Jedynie PSA Peugeot Citroen, Toyota, Renault i Volvo zmierzają planowo do dotrzymania nowych unijnych norm – twierdzi firma doradcza PA Consulting. Volkswagen, BMW i Fiat Chrysler są z kolei najbardziej zapóźnione w pracach nad pojazdami elektrycznymi, które pomogłyby zrównoważyć skażenie emitowane przez ich inne auta.
Dieselgate Volkswagena zwrócił uwagę organów nadzoru na duże rozbieżności w emisji spalin podczas testów laboratoryjnych i w realnych warunkach drogowych. Unia Europejska postanowiła ograniczyć zarówno emisje tlenków azotu w spalinach silników Diesla, jak i dwutlenku węgla emitowanego przez wszystkie pojazdy.

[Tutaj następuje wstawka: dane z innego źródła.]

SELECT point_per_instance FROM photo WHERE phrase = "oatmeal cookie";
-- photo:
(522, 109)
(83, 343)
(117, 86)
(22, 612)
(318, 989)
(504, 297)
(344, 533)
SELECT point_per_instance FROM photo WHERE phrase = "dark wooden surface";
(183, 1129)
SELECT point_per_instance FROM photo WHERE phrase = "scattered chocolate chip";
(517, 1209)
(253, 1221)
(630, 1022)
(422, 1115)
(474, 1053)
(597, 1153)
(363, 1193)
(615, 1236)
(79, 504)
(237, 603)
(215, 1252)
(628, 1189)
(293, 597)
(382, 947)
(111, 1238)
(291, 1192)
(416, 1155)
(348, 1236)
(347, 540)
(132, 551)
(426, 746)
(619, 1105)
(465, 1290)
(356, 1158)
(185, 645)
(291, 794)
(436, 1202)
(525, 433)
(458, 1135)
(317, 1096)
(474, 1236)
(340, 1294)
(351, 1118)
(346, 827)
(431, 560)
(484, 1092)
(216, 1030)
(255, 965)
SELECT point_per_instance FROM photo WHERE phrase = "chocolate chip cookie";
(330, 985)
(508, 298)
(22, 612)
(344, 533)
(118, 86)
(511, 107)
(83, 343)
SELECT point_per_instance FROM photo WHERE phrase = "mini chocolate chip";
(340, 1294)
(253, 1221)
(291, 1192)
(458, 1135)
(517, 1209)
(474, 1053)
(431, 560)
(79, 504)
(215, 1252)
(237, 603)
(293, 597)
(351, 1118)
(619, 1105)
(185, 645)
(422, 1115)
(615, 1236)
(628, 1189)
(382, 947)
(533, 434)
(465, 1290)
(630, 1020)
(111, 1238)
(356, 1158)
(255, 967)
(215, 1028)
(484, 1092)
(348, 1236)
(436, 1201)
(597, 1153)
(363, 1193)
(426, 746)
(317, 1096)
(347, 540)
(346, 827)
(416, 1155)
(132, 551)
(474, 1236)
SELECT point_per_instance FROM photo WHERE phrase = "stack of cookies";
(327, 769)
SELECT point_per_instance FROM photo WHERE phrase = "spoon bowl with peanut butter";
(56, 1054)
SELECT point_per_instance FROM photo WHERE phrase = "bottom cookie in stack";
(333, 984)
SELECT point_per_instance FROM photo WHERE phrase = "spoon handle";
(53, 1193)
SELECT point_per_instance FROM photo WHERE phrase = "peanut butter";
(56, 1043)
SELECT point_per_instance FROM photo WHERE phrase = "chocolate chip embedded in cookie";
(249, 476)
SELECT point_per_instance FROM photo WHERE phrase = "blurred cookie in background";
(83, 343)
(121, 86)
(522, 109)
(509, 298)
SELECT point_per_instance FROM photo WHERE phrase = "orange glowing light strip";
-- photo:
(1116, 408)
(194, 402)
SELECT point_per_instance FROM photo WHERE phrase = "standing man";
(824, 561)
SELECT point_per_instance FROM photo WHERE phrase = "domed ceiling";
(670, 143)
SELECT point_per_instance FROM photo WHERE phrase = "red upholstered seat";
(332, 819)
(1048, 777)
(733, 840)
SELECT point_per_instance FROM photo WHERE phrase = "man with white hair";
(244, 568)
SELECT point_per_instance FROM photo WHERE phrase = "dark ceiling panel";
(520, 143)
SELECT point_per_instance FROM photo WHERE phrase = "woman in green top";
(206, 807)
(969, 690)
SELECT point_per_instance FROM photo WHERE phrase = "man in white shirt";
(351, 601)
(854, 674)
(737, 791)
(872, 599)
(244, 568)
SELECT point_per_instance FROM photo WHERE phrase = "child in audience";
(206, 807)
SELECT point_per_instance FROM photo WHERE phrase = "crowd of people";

Volskwagenowi grozi grzywna miliarda euro, jeśli nie dotrzyma normy 95 g CO2/km – przewiduje PA Consulting. Rzecznik tej grupy oświadczył, że bardzo zależy jej na dotrzymaniu europejskich norm emisji CO2, w przyszłości będzie sprzedawać więcej samochodów elektrycznych i hybrydowych „po ogłoszeniu niedawno planów znacznego zwiększenia naszych inwestycji w technologię pojazdów elektrycznych”.
PA Consulting doradzająca w zakresie produkcji i technologii przewiduje, że BMW dostanie grzywnę 350 mln euro, a FCA – 600 mln. Sytuację Fiata pogarszają marki Chryslera i Jeepa, które oferują większe samochody, a nie mają jasnych planów masowego wprowadzania napędu elektrycznego, z kolei sprzedaż elektrycznego i3 BMW rozczarowała.
Firmy będące najbliżej nowych norm są najbardziej zawansowane w pojazdach elektrycznych i hybrydowych – uwala ekspert motoryzacji w PA, Thomas Goette.